Coleophora glaucicolella Wood, 1892
bleke ruskokermot
op Juncus
parasiet
De jonge larve leeft binnenin een vrucht van de zaden. Pas in het tweede stadium maakt hij een, geleidelijk langer wordende, buisvormige zijden zak. De complete zak is bleekgelig of grijzig, 5-6 mm lang, met een mondhoek van 0°-10.
waardplanten
Juncaceae, monofaag
Juncus acutus, articulatus, conglomeratus, effusus, gerardi, inflexus, maritimus, subulatus.
Een vermelding door Zimmermann & Skala van Juncus bufonius heeft misschien betrekking op Coleophora lassella.
Larven die na de overwintering nog eten zijn soms te vinden op Luzula multiflora.
fenologie
Larven vanaf september; overwinterings, als (meestal volgroeide) larve; verpopping in juni-juli, nog steeds in de zak.
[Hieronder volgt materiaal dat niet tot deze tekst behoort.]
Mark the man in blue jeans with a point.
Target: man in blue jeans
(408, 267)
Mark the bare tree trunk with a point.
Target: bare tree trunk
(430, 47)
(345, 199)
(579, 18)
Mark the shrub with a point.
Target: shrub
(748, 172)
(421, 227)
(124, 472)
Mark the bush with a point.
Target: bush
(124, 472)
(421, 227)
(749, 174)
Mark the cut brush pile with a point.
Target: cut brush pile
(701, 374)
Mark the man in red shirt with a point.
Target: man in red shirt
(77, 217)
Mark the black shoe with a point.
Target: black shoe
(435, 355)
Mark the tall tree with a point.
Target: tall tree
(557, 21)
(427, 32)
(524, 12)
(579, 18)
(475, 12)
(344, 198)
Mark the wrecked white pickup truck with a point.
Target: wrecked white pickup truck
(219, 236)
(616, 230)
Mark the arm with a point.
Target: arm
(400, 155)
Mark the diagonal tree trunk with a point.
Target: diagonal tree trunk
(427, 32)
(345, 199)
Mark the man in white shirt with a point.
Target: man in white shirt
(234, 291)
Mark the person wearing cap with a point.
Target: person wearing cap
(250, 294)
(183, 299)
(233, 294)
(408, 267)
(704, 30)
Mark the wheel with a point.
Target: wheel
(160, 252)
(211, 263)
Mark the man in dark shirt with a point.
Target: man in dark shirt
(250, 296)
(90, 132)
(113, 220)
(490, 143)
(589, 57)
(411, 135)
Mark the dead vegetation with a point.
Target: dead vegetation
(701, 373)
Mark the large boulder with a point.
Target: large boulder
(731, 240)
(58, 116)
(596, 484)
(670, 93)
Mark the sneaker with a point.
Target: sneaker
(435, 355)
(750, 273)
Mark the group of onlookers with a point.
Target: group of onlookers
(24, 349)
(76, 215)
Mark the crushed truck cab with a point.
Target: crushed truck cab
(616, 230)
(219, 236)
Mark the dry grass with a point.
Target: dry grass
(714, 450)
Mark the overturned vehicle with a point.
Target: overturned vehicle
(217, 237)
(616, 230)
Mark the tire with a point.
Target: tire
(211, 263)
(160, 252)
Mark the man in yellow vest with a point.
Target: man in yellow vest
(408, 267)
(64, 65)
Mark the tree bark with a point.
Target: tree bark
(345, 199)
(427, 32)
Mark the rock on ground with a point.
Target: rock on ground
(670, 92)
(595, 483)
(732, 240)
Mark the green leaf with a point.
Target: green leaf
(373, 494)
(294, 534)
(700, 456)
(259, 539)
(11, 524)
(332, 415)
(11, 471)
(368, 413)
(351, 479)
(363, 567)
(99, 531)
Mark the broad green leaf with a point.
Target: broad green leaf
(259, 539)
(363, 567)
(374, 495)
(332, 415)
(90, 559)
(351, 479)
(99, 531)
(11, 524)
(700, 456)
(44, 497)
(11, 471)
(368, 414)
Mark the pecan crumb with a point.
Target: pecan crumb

verspreiding binnen Europa
Geheel Europe.
opmerkingen
Zakken en larven niet te onderscheiden van C. alticolella, maar, zoals blijkt uit de lijst van waardplanten, meer een soort van zilte terreinen.
literatuur
Aguiar & Karsholt (2006a), Baldizzone (1979a, 1983c, 1984a, 1990b, 2020a), Baldizzone, Tokár, Kovács & Kovács (2004a), Baldizzone & van der Wolf (2000a), Biesenbaum & van der Wolf (1999a), Emmet, Langmaid, Bland ao (1996a), Huemer (2012a), Huertas Dionisio (2007a), Ivinskis & Savenkov (1991a), Jansen & Asselbergs (1993a), Kaltenbach & Roesler (1985a), Kasy (1965a), Michaelis (1983a), Nel (1992b), Patzak (1974a,b), De Prins & Steeman (2011a), Rickert (2010a, 2011a), Robbins (1991a), Wood (1892a), Zimmermann & Skala (1946a).